How can one little street swallow so many lies?

 So, as I generally point out once a year when the Riley Sager pseudonym publishes a new volume, these improve with every iteration, even if they tend to recycle concepts. 

In Middle of the Night, we're dealing with 40 year old Ethan returning to the Hemlock Circle cul-de-sac in the middle of New Jersey outside Princeton. With one exception, all of the houses on the circle are occupied by the same families who lived there 30 years ago when Ethan's best friend vanished from a tent in Ethan's backyard and never reappeared. Ethan is separated from his wife, and living at the house he grew up in as his mom and dad have moved to Florida. Ethan is plagued by recurring nightmares of the sound of someone slitting the side of the tent. 

Throughout the novel, we get flashbacks (from other character's perspectives, even) chronicling the 24 hours prior to Billy vanishing, showing how none of the kids or adults in the Circle are particularly honest about anything going on 30 years prior. We have Russ, in the past the younger brother of one of the neighborhood bullies who OD'd/committed suicide, in the present he runs a sporting goods store; we have Angela, Ethan's former babysitter who's now home watching over her dementia ridden dad with her10 year old son; we have Ragesh, also a bully in the past who's now a cop with a husband. We have the usual strange and mysterious in the Hawthorne Institute, now a State Park. 

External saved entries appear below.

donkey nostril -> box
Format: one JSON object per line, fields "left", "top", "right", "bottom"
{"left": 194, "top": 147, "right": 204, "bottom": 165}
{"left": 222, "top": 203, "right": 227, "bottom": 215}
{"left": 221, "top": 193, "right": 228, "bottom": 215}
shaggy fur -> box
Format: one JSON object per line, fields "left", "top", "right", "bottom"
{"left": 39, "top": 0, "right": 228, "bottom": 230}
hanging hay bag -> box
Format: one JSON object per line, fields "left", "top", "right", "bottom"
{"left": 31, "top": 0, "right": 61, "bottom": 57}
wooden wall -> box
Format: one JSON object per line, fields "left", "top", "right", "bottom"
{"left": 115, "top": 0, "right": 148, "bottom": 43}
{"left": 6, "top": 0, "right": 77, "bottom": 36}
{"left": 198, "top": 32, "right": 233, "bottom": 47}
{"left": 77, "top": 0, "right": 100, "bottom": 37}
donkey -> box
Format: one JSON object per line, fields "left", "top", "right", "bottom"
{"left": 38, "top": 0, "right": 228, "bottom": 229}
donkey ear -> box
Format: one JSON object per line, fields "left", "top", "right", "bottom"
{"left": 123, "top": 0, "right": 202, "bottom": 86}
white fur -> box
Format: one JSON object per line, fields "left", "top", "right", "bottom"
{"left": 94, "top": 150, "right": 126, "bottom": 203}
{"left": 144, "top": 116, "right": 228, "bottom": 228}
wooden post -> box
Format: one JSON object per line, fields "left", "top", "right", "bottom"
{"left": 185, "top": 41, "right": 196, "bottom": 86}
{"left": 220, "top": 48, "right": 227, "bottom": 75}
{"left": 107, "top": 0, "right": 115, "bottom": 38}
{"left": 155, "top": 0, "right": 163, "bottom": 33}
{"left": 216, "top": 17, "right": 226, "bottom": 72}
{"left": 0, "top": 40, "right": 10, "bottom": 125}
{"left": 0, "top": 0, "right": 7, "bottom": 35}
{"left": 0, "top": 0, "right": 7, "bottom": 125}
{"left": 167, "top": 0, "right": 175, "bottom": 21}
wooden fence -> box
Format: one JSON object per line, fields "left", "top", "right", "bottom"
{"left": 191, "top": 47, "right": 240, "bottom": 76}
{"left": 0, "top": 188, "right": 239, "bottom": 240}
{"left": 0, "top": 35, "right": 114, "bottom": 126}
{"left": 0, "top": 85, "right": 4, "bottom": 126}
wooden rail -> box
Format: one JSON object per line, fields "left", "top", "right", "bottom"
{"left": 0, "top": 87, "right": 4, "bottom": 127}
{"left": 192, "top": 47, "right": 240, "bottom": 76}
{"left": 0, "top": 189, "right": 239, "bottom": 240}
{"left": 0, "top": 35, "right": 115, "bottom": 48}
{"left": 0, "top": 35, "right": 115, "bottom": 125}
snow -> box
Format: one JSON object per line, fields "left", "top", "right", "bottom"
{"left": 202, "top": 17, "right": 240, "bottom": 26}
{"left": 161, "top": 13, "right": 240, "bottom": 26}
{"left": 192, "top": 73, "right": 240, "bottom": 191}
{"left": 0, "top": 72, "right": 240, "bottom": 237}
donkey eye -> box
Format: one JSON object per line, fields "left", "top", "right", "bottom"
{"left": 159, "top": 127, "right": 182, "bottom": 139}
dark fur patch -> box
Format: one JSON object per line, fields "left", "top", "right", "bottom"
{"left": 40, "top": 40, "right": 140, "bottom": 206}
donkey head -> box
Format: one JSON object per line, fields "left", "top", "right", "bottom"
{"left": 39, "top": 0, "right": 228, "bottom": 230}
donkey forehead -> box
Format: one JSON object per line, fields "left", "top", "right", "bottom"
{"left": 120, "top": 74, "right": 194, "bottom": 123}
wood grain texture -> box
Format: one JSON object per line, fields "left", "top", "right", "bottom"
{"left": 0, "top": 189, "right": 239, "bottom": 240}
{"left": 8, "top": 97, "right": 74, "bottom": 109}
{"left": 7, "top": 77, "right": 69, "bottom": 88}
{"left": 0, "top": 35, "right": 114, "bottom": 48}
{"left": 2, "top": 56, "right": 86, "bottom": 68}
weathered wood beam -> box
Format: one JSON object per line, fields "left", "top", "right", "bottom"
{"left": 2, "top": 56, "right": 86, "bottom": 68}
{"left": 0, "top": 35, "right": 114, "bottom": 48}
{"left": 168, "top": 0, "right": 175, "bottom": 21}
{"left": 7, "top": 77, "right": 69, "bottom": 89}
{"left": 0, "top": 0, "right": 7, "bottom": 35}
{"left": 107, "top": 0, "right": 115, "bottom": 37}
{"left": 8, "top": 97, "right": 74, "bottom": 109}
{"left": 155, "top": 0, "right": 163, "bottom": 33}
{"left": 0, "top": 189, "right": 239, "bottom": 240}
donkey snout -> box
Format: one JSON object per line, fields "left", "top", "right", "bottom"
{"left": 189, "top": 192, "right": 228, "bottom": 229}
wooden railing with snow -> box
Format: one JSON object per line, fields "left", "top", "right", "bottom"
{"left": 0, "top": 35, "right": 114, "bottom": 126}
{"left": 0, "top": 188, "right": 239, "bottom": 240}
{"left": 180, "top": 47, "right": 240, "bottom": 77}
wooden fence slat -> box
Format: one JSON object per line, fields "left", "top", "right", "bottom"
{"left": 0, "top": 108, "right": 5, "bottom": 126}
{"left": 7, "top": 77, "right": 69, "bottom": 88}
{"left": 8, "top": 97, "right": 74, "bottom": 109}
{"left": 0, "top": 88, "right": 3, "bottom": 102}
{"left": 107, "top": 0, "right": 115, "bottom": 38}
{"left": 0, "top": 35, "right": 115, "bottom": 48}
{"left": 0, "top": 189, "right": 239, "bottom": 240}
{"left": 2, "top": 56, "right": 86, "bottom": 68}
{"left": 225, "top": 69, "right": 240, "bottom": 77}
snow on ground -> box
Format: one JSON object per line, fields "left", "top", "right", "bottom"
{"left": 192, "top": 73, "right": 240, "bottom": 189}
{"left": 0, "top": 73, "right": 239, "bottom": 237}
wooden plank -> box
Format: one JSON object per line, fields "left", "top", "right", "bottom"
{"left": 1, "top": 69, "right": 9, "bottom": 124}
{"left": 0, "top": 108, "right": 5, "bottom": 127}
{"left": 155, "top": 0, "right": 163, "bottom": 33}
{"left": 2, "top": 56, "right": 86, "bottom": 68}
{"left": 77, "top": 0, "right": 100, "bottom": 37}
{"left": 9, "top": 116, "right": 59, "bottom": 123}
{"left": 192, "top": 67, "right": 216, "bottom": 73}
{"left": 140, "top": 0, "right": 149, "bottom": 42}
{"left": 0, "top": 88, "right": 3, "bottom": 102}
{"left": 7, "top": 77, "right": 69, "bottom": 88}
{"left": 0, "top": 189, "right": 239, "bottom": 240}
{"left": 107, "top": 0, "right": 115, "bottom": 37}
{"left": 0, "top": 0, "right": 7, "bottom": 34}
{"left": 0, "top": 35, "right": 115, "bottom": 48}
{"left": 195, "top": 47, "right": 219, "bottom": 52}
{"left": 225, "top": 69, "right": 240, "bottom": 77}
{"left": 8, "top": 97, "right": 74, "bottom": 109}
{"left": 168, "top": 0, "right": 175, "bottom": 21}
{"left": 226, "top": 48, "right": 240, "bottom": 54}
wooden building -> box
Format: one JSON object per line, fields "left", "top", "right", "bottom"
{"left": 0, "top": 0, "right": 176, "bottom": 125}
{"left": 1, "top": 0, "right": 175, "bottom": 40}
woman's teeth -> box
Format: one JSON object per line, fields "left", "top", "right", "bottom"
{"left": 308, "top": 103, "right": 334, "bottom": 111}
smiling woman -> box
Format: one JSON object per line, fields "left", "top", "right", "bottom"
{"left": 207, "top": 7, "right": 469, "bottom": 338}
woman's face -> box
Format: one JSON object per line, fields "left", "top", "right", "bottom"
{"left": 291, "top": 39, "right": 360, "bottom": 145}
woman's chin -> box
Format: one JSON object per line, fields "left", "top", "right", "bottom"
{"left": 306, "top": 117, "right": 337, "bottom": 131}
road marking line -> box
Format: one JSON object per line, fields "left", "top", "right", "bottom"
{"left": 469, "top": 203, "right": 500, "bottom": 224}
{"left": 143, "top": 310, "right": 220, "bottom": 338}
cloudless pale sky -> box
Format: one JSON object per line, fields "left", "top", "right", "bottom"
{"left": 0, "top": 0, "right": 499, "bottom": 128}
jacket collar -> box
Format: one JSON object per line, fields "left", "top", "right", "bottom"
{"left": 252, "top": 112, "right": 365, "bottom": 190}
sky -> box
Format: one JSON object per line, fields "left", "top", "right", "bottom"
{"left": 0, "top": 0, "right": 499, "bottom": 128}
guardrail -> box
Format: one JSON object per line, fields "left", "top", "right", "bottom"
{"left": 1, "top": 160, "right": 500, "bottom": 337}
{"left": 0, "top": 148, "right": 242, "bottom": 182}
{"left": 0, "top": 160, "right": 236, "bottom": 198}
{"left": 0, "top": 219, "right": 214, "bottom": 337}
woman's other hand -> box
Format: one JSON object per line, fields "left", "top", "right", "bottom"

While this being Sager does mean we get 4 or 5 major twists as we get towards the end, this time they're better paced so the reader can actually absorb and react to them before the next one springs. We also get a throw away reference to both Final Girls and The Last Time I Lied, thus giving us a fairly unconnected shared universe. 

Honestly, this is probably the best the author has achieved, and I found myself enjoying it, even as I wondered how certain facts were overlooked in the past.